3D Printed ‘Hydrocyclones’ Tackling Nuisance Microplastics in Drinking Water


A group of researchers based in China and the United States have developed 3D-printed “hydrocyclones” with the potential to remove the vast majority of harmful microplastics that end up in drinking water reservoirs.

Using metal 3D printing, engineers were able to customize their cyclone separator so that it could capture polymer particles of all shapes and sizes. Given that the device has already shown over 80% efficiency in filtering out microplastics of 20µm or larger, the team says it could soon be used to do this on a large scale and take up what is now a challenge. “major challenge” in water treatment. .

Plastic waste washed up on a beach. Image via Soren Funk, Unsplash.

A “contaminant of emerging concern”

According to the researchers, microplastics, or polymer fragments between one and five micrometers in size, are rapidly becoming a “contaminant of emerging concern” among water management agencies.

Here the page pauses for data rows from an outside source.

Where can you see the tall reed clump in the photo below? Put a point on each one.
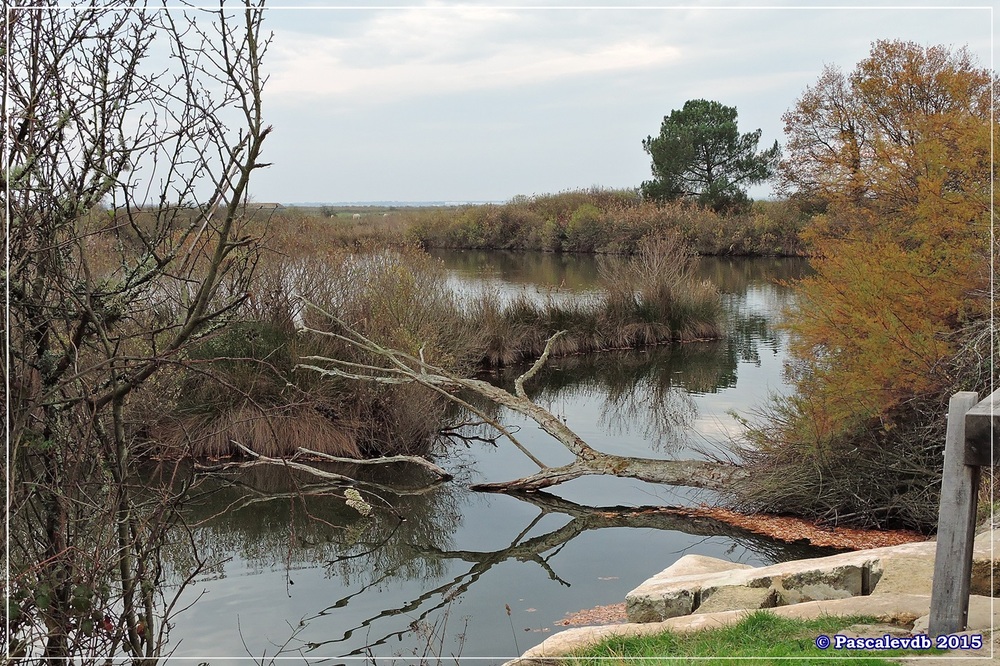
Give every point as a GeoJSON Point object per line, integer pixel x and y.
{"type": "Point", "coordinates": [242, 384]}
{"type": "Point", "coordinates": [650, 298]}
{"type": "Point", "coordinates": [246, 387]}
{"type": "Point", "coordinates": [607, 222]}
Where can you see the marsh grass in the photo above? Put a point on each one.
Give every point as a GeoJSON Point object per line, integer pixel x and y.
{"type": "Point", "coordinates": [593, 221]}
{"type": "Point", "coordinates": [242, 383]}
{"type": "Point", "coordinates": [763, 637]}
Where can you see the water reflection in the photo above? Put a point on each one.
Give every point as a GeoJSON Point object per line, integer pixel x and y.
{"type": "Point", "coordinates": [312, 575]}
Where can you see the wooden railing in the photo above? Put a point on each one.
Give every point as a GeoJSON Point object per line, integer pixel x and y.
{"type": "Point", "coordinates": [970, 445]}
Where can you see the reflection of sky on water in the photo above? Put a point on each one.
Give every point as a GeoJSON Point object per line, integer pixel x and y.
{"type": "Point", "coordinates": [454, 558]}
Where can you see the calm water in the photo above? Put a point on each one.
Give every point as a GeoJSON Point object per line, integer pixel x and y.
{"type": "Point", "coordinates": [312, 578]}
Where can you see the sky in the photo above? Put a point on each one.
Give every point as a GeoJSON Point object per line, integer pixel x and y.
{"type": "Point", "coordinates": [444, 101]}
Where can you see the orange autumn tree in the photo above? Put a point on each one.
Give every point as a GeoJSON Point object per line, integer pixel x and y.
{"type": "Point", "coordinates": [894, 163]}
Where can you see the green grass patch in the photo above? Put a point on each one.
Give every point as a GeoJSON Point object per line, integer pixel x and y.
{"type": "Point", "coordinates": [762, 638]}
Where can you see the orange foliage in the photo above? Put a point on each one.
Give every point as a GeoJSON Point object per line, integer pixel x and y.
{"type": "Point", "coordinates": [898, 153]}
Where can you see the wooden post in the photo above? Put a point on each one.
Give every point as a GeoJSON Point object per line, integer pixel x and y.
{"type": "Point", "coordinates": [956, 525]}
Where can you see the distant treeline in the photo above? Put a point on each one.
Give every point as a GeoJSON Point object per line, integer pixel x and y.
{"type": "Point", "coordinates": [595, 221]}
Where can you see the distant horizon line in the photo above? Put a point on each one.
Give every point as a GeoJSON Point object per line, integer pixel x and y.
{"type": "Point", "coordinates": [387, 202]}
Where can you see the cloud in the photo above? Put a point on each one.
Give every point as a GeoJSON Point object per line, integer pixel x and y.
{"type": "Point", "coordinates": [431, 51]}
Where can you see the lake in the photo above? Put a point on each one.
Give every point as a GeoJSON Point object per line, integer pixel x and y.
{"type": "Point", "coordinates": [452, 572]}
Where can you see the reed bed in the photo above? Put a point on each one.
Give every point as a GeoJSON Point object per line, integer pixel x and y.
{"type": "Point", "coordinates": [241, 383]}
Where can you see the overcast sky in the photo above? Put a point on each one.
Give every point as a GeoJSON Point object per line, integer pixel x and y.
{"type": "Point", "coordinates": [469, 101]}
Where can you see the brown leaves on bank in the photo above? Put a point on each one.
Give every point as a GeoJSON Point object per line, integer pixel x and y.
{"type": "Point", "coordinates": [789, 529]}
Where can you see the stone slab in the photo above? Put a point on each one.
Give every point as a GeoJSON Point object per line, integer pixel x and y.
{"type": "Point", "coordinates": [906, 568]}
{"type": "Point", "coordinates": [738, 597]}
{"type": "Point", "coordinates": [897, 609]}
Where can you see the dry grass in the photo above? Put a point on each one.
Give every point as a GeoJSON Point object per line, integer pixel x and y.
{"type": "Point", "coordinates": [242, 384]}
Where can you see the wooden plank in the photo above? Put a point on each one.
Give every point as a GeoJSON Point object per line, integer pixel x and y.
{"type": "Point", "coordinates": [982, 423]}
{"type": "Point", "coordinates": [956, 525]}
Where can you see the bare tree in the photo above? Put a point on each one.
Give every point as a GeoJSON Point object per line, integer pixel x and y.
{"type": "Point", "coordinates": [132, 134]}
{"type": "Point", "coordinates": [396, 367]}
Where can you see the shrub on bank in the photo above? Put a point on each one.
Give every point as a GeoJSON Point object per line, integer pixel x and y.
{"type": "Point", "coordinates": [400, 299]}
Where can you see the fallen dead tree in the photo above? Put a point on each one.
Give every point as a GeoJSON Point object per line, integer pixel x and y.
{"type": "Point", "coordinates": [401, 368]}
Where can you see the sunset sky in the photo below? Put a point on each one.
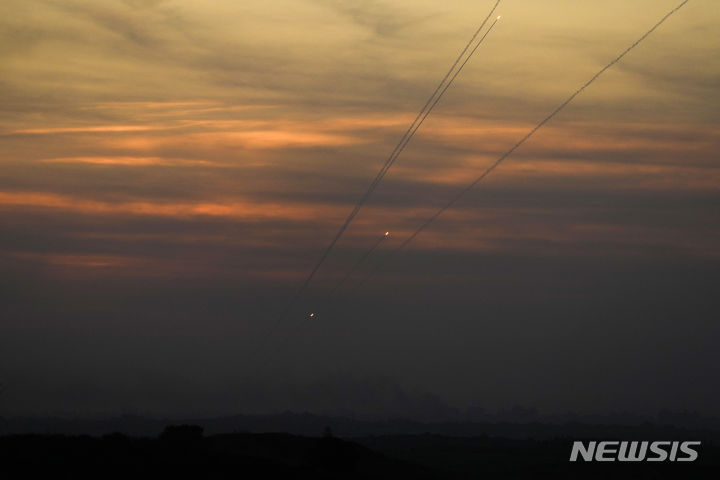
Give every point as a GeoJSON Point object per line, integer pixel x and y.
{"type": "Point", "coordinates": [170, 172]}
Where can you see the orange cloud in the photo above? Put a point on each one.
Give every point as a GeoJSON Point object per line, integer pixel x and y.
{"type": "Point", "coordinates": [130, 161]}
{"type": "Point", "coordinates": [232, 208]}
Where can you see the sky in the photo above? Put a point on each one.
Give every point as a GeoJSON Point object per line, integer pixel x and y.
{"type": "Point", "coordinates": [170, 172]}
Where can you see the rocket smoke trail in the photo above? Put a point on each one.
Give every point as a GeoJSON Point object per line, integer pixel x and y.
{"type": "Point", "coordinates": [532, 132]}
{"type": "Point", "coordinates": [424, 112]}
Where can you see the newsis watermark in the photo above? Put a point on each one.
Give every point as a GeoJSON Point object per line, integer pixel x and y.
{"type": "Point", "coordinates": [635, 451]}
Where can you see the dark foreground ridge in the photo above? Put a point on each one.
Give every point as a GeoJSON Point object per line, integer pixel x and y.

Whether they are “primary” microplastics from things like skincare products, or those considered “secondary” because they come from larger objects, both have the properties to last in the environment.

As a result, these tiny plastic particles are increasingly eaten by wildlife, raising concerns that humans are therefore starting to consume them as well. Although there is currently no definitive research to prove how microplastics affect human health, some studies have warned of their potential to cause cell death and allergic reactions, hence the calls to filter them out more stronger.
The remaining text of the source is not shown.